AutoFDO compilation has two places that do inlining - the sample profile loader that does inlining with context sensitive profile, and the regular inliner as CGSCC pass. Ideally we want most inlining to come from sample profile loader as that is driven by context sensitive profile and also retains context sensitivity after inlining. However the reality is most of the inlining actually happens during regular inliner. To track the number of inline instances from sample profile loader and help move more inlining to sample profile loader, I'm adding statistics and optimization remarks for sample profile loader's inlining.
However the reality is most of the inlining actually happens during regular inliner.
I would imagine among all the functions with inline instance in profile, only those small and warm/cold functions which are not inlined in early inliner will be inlined in regular inliner. The number of those small/warm and small/cold functions may be large. We found it was helpful to inline warm functions before (but have to pay some cost of code size increase. It is better to only inline small/warm functions). For small and cold functions, I think it doesn't matter whether they are inlined early or late.

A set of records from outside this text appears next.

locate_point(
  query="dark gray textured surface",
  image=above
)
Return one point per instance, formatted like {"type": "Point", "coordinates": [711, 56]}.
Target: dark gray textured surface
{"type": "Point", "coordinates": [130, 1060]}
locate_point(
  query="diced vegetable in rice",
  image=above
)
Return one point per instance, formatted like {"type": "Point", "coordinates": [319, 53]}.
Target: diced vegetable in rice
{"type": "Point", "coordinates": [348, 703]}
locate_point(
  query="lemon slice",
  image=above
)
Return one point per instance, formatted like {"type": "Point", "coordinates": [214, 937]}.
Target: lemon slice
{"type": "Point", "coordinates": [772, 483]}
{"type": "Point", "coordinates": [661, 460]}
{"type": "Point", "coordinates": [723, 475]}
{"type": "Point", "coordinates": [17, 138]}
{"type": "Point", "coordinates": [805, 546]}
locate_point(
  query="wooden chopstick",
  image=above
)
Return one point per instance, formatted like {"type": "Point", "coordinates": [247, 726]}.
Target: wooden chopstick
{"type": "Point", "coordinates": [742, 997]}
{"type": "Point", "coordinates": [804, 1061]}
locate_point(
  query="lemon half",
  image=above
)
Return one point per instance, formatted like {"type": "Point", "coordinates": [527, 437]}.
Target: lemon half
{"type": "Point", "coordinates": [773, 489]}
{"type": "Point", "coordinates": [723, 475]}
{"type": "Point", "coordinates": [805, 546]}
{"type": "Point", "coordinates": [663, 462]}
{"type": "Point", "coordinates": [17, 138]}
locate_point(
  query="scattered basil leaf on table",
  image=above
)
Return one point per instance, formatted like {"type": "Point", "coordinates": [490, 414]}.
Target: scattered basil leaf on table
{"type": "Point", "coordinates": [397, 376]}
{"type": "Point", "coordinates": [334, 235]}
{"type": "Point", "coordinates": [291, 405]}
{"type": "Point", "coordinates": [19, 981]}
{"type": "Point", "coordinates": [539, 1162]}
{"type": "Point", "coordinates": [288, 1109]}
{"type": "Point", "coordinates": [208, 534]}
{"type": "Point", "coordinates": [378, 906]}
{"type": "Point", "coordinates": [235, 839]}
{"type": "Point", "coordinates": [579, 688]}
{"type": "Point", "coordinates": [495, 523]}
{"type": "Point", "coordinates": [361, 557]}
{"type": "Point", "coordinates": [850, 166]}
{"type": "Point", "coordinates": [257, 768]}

It is helpful to collect some optimization remarks here, so thanks for the patch.
The first parameter in the declaration of OptimizationRemark is "const char *PassName", so why not use DEBUG_TYPE?
I feel "NeverInline" may be more clear than "NotInline" in terms of showing it is illegal to inline.
Not inlined candidate may be reported multiple times here because of the iterative outer loop.
I guess you put the OptimizationRemark here because you want to know the exact reason of why the candidate with inline instance in profile is not inlined (here the reason is not hot enough), then some more information should be emitted to explain it.
If you don't care the exact reason, then it is better to generate the optimization remark in the loop iterating localNotInlinedCallSites. localNotInlinedCallSites contains all the candidates with inline instance in profile but not being inlined for whatever reason including the reason of "not hot enough".
Test new pass manager as well.
rename the vars with just a number.
I would imagine among all the functions with inline instance in profile, only those small and warm/cold functions which are not inlined in early inliner will be inlined in regular inliner.
Yes, small functions are the majority. But there're still others.
For small and cold functions, I think it doesn't matter whether they are inlined early or late.
It matters for post-inline profile quality. If it's inlined early by replay inliner of sample loader, the context sensitive profile will be kept. However, if replay inliner rejects them, and later they got inlined by CGSCC inliner, we will have to do count scaling for inlinee so it's not as accurate as if we inline early and preserve context-sensitive profile. This doesn't matter much for the result of inline decision, but it matters for post-inline profile quality which can affect block layout later.
DEBUG_TYPE is "sample-profile" and I feel it's too broad for practical uses as it covers sample usages, weight propagation, and inlining. I wanted to have something that only gives me inlining remarks, thus using "sample-profile-inline" instead here.
Good point about "NeverInline", will change.
Yes, I care about the reasons. I will change the message to make the reason explicit in the output remarks.
Restructured remarks sample profile loader inlining:
- Split into InlineAttempt, InlineSuccess and InlineFail for remark names.
- Use OptimizationRemark only for InlineSuccess and OptimizationRemarkAnalysis for the rest.